Toottooot · 12/02/2022 16:14

In the real world it’s perfectly reasonable. This place is not the real world so you will have posters seething and shaking with rage at the very suggestion.

DappledThings · 12/02/2022 16:14

You cannot mention gifts in an invitation to a wedding
Apart from the fact that people having been doing so as standard for decades. I do find the preciousness about this both bizarre and hilarious.

CatJumperTwat · 12/02/2022 16:15

In the real world it’s perfectly reasonable

In "the real world" people are too polite to tell you what they're really thinking.

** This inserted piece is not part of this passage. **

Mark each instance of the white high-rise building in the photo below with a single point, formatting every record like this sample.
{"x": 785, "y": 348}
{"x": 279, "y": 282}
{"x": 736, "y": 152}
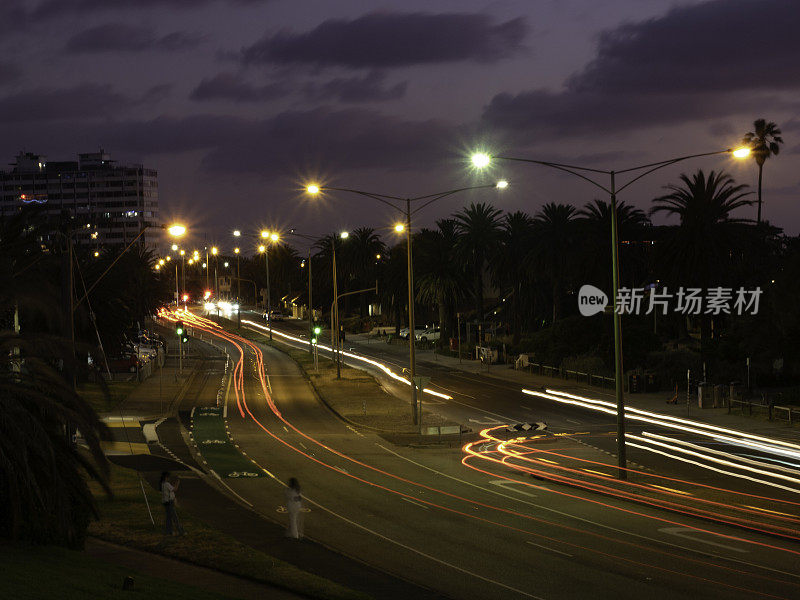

YellowAndGreenToBeSeen · 12/02/2022 16:17

@DappledThings

You cannot mention gifts in an invitation to a wedding Apart from the fact that people having been doing so as standard for decades. I do find the preciousness about this both bizarre and hilarious.
The standard has always been you sent an invitation with no mention of gifts. If asked by guests, you forwarded the Registry. If you don’t need gifts, you don’t need cash (apart from the cultures where cash gifts are the norm).
DappledThings · 12/02/2022 16:25

The standard has always been you sent an invitation with no mention of gifts. If asked by guests, you forwarded the Registry. If you don’t need gifts, you don’t need cash (apart from the cultures where cash gifts are the norm).
Not in a long time it hasn't. Gift registry info or similar has been standard for years and years.

Nobody needs gifts or needs cash. Giving gifts at weddings or birthdays isn't about need, it's about doing a nice thing and most people have come to the realisation that both the easiest and nicest thing is to give whatever the couple want. Whether that is a toaster or a contribution to their honeymoon or to a charity or anything else.

Even my mother who is in her 70s and an absolute stickler for all kinds of obscure points of etiquette in relation to weddings and other occasions thought it was brilliant wen she received her first wedding invitation in decades a few years ago and it included a link to a website where various elements of a honeymoon could be "bought". Because it is straightforward and simple.

Like I say, bizarre and hilarious how het up people get about this and insist on the ridiculous dance of invitation pretending presents are expected 3ven though everyone knows they are.